Penny wondered about the jurisdiction of off-off-off-Broadway. It probably had nothing to do with actual Broadway in New York. With enough imagination, hyphens, and prepositions, the corner of East César Chávez and Chicon could probably qualify as off-Broadway.

“Uh, rad,” Penny said.

Mallory held up a finger to indicate for her to wait.

“It’s Jude,” she said, typing into her phone. “Your roommate.”

“Cool.”

“She’s my best friend, you know.”

Tappedy, tappedy tap.

“Since we were six.”

Penny rolled her eyes. Quickly so she wouldn’t get her ass beat by this giant.

“Is everything okay?”

Mallory held up her finger again. Penny wondered how much force it would require to break it in three places.

“She wants us to meet her at a coffee shop on the Drag.”

There had to be some rule against moving to a second location with a stranger. For all Penny knew, her new roommate and this obnoxious broad could be “best friends” from a fetish message board that specialized in cutting up Asian girls for hot dogs. It was all so typical.
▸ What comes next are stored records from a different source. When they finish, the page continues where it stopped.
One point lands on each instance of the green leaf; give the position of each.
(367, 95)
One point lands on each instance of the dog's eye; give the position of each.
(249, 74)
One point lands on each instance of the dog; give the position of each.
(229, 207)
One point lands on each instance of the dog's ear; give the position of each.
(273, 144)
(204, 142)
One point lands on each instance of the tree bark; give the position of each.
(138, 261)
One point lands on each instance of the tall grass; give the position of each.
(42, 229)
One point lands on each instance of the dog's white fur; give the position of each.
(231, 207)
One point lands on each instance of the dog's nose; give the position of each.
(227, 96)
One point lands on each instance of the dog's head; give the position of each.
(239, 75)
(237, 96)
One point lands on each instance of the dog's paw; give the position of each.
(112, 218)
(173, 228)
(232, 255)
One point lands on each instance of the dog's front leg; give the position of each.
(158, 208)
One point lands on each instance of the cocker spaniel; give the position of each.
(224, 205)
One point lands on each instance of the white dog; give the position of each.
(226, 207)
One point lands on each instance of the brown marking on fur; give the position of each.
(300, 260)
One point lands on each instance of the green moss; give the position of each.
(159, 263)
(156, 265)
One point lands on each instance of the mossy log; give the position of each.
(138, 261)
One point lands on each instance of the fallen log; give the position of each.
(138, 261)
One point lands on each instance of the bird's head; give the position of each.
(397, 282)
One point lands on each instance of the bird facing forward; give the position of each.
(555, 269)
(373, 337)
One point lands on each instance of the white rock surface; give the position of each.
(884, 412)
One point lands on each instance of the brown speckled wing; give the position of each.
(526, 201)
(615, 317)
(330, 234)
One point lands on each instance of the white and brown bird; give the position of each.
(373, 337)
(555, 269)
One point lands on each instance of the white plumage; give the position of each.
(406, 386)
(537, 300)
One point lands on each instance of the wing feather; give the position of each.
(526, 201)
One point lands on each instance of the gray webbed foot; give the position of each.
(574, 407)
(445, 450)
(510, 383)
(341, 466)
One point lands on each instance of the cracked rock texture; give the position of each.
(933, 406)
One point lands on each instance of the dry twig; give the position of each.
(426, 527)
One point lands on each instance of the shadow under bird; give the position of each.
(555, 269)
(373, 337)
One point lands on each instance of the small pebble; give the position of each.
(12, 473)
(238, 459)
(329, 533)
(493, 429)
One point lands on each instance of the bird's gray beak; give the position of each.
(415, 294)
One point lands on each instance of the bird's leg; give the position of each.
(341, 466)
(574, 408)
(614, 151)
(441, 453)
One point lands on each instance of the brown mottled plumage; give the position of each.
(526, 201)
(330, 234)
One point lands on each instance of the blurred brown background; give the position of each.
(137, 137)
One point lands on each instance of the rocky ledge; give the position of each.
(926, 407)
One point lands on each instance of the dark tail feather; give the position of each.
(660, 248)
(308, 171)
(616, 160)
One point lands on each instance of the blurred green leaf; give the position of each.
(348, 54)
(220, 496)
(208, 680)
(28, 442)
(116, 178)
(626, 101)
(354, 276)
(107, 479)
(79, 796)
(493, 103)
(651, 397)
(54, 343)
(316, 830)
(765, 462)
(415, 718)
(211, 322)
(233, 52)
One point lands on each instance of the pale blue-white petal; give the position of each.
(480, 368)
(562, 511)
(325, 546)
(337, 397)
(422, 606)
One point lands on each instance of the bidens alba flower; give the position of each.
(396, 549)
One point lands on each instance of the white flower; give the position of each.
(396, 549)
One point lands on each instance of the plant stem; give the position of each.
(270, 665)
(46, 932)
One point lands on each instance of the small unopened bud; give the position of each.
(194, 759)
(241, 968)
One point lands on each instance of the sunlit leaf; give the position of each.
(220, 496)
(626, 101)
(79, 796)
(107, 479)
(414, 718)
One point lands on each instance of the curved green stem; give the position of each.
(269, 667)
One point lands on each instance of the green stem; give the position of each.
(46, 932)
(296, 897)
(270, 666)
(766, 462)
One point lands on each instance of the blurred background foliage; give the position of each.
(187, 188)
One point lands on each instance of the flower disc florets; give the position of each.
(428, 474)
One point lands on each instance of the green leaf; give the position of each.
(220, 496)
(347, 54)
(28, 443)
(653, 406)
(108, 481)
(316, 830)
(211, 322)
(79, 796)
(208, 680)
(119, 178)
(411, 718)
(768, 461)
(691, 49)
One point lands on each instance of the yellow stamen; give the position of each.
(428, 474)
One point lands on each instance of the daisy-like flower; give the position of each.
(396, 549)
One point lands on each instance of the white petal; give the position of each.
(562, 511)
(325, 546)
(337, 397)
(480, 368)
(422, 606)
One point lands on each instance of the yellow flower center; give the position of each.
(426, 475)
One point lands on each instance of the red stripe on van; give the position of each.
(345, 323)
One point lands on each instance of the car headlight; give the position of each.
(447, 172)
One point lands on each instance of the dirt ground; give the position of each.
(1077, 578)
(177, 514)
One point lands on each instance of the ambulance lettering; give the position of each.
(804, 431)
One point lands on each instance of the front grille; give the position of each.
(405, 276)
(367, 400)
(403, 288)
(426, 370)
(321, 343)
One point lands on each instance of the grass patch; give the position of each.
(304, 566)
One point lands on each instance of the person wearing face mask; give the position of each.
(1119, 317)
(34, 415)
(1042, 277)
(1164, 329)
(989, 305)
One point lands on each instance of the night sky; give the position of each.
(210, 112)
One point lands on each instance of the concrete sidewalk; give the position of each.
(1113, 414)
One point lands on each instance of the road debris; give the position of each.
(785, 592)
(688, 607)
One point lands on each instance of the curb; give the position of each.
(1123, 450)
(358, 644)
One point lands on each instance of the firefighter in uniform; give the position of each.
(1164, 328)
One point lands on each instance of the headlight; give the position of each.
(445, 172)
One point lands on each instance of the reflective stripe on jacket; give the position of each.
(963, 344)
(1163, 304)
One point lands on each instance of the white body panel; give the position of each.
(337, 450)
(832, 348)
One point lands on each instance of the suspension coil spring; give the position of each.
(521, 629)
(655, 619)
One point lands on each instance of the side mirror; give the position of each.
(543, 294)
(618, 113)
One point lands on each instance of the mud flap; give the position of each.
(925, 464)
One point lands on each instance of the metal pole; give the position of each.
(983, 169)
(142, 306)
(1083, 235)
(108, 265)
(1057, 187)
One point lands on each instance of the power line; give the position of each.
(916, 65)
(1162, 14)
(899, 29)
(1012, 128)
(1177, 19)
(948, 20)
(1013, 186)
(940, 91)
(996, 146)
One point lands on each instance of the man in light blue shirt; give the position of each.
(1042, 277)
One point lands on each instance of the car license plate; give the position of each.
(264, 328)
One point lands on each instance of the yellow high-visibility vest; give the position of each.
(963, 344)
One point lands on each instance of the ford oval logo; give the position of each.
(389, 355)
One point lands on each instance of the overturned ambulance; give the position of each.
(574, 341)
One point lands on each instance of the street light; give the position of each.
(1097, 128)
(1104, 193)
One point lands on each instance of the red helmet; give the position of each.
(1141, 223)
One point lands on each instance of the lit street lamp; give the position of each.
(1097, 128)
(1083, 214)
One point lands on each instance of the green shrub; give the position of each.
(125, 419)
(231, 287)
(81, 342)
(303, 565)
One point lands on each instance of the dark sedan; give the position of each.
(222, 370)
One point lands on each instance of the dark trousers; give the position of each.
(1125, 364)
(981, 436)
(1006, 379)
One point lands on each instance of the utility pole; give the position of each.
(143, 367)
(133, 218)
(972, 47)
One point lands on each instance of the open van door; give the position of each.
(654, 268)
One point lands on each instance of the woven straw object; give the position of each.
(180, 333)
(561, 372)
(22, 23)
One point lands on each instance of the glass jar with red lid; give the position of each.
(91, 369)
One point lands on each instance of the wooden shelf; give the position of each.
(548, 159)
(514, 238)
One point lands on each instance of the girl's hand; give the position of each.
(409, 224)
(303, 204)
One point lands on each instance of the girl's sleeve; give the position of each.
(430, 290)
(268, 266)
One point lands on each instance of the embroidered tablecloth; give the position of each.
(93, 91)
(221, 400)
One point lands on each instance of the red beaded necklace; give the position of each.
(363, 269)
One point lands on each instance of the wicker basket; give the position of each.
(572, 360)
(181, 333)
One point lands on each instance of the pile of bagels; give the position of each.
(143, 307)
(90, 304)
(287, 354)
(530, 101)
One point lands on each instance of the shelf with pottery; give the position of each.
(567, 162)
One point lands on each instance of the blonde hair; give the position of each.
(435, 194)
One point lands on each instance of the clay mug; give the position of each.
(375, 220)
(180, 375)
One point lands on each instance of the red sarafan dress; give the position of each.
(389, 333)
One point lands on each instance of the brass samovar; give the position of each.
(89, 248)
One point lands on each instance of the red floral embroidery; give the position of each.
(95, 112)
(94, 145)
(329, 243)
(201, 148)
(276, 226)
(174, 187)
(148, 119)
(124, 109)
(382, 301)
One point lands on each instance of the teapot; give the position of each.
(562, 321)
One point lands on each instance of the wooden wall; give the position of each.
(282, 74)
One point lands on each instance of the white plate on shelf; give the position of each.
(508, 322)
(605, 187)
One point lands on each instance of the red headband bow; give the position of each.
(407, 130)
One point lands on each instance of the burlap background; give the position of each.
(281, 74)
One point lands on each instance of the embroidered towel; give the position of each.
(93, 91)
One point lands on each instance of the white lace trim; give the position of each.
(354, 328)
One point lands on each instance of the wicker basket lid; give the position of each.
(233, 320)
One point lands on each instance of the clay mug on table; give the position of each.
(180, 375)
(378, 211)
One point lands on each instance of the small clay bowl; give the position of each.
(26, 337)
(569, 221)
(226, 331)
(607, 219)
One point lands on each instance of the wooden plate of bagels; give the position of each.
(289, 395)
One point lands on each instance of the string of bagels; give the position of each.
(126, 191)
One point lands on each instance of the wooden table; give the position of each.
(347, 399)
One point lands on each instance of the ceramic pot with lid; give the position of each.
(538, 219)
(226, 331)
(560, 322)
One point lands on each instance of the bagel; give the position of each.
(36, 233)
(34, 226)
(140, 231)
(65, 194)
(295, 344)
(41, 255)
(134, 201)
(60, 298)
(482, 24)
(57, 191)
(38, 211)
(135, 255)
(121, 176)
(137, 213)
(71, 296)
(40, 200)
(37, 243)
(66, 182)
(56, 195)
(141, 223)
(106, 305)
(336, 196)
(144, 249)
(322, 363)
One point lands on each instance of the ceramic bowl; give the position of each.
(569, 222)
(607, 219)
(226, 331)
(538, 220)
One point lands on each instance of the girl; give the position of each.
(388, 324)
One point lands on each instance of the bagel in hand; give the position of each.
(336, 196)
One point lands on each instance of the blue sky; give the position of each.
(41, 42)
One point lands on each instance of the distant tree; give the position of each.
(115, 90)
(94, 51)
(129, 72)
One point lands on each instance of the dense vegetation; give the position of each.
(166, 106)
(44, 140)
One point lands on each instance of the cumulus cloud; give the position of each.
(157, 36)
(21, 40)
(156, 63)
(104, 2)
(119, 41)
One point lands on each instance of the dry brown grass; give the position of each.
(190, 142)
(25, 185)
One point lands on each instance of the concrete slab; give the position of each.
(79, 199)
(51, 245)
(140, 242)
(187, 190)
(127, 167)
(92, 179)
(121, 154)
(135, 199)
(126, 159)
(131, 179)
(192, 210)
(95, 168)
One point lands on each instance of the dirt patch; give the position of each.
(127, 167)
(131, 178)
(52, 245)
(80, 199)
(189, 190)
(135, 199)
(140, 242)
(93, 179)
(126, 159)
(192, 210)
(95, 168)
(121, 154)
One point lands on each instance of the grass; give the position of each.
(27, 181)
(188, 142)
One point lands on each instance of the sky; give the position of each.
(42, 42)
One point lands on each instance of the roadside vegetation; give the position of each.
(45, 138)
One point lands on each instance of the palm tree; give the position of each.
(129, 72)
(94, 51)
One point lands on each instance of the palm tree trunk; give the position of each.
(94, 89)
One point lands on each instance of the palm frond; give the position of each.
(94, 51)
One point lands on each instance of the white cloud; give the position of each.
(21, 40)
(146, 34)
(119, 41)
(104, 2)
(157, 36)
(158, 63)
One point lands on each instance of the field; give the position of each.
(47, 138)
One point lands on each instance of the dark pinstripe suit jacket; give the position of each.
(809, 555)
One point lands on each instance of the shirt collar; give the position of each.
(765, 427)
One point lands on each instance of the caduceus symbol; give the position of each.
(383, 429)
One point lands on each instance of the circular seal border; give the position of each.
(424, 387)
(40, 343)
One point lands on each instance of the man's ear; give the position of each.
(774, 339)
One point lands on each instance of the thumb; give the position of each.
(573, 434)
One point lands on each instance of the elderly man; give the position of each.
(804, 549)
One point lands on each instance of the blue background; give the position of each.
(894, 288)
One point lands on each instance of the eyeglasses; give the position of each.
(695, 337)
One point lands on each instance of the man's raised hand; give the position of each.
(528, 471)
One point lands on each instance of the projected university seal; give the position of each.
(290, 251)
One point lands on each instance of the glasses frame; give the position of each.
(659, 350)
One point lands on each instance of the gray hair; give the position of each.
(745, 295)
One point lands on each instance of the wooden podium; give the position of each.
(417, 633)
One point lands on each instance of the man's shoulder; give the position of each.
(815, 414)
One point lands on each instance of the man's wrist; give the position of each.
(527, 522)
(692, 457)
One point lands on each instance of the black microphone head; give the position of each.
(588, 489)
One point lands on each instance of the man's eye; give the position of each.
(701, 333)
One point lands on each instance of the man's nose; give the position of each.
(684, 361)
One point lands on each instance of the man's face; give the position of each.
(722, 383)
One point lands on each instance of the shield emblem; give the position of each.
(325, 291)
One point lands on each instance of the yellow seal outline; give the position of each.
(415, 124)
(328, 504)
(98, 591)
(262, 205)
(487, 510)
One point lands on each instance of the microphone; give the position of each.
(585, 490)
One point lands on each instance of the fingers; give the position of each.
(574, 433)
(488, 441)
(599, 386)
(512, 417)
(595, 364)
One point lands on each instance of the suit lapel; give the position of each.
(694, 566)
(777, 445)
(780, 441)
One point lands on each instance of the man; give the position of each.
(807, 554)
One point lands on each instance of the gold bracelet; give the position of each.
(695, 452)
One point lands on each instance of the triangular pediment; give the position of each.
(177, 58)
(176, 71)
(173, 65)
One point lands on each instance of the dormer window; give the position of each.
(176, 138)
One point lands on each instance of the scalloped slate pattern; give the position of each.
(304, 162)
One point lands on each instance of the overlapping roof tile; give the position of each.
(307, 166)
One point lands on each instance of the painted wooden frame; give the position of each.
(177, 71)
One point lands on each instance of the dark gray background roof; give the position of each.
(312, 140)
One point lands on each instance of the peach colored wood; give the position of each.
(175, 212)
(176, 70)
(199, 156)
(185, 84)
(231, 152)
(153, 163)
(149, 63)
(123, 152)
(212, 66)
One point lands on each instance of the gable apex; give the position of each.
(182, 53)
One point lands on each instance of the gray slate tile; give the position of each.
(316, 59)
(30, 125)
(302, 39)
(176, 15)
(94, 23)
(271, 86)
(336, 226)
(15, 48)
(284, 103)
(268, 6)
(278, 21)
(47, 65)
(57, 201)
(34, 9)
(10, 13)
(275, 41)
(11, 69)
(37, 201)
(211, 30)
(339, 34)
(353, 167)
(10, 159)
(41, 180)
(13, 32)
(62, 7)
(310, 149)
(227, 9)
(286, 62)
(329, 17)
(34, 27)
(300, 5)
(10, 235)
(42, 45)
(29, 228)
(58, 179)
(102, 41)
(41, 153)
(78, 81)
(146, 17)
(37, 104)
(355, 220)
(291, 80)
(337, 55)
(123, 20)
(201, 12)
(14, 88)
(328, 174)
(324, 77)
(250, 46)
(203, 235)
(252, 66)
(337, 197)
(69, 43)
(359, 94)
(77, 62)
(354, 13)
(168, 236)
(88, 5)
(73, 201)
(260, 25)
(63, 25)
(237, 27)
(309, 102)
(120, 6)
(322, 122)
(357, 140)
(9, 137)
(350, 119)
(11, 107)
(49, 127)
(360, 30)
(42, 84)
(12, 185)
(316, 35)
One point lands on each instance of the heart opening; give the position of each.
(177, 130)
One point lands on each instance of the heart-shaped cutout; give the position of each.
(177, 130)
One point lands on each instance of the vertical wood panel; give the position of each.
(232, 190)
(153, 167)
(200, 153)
Penny was at college ten minutes and she was already the third wheel.

“Let’s go.” Mallory set about collecting her things and then looked at a dawdling Penny as if she were stupid.

“Look, they have donuts.”

Penny grabbed her backpack.

Mallory Sloane Kidder might have been an asshole, but her argument was airtight.

SAM.

Jude smiled at Sam.

Sam smiled at Jude.

Jude’s smile was better than Sam’s.

Sam remembered the first time she’d smiled at him. It was Christmas Day a decade ago and Sam was ornery when he opened the door. Bad enough he was forced to wear itchy pants that bunched at the crotch, but to add insult to injury, his mom, Brandi Rose, made him put on a tie.

“Put on a tie,” she’d said. Just like that. She had curlers in her hair and smelled of the perfume that had appeared mysteriously in a glass teardrop on the bathroom counter.

“Hurry up.” She swatted his arm as she squeezed past in their comically snug hall. Sam studied her as she shambled into the kitchen and tried to see her as a man would, as a woman. She looked haggard. The broken blood vessels around her nose had been covered with a thick powder that aged her.